Jere (pronounced Jerry) Daily worked for Boeing as an industrial engineer on the Minuteman missile during the 1962 Cuban missile crisis. After his time on the Minuteman, he was sent to New Orleans, where he worked on the first stage of the Saturn V. About 1965, Daily went to work at Cape Canaveral.
I got down there before they fired the first Apollo. I did get to go out on the launch site, and I did get to go in the transporter crawler [that moved the launch vehicle from the assembly building to the launch pad] and see the effectiveness in that. That was very interesting, because they had to keep it level going out. They used water. They used pipes going underneath it, and they had water levels on each corner so the water would balance. It was simple, but it worked. The pathway out there is gravel. I think I remember it being 6 feet deep to absorb any change when the crawler would go out there.

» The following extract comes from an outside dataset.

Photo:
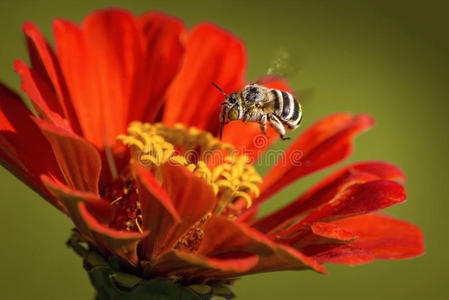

When they first started Apollo, we lived in Titusville, about twelve miles away from the launch complex. We had had a swimming pool dug the day before they launched. The soil down there is very sandy, and there was a sump pump in the bottom of the area where they dug the pit. The water would seep in, and this sump pump would pump it out gradually. Well, when they launch the Apollo, it is latched down because it is liquid fuel, and it isn't released until it reaches full thrust. Well, the earth shakes. You can hear the rumble and feel the earth shake. In fact, we had some collectible plates on the wall in our kitchen, and we had actually taken those down. We were afraid they might fall. But the interesting and funny thing that happened was that the water came up so fast in the pool that the sump pump pumped it out and dug a six-foot furrow in our lawn.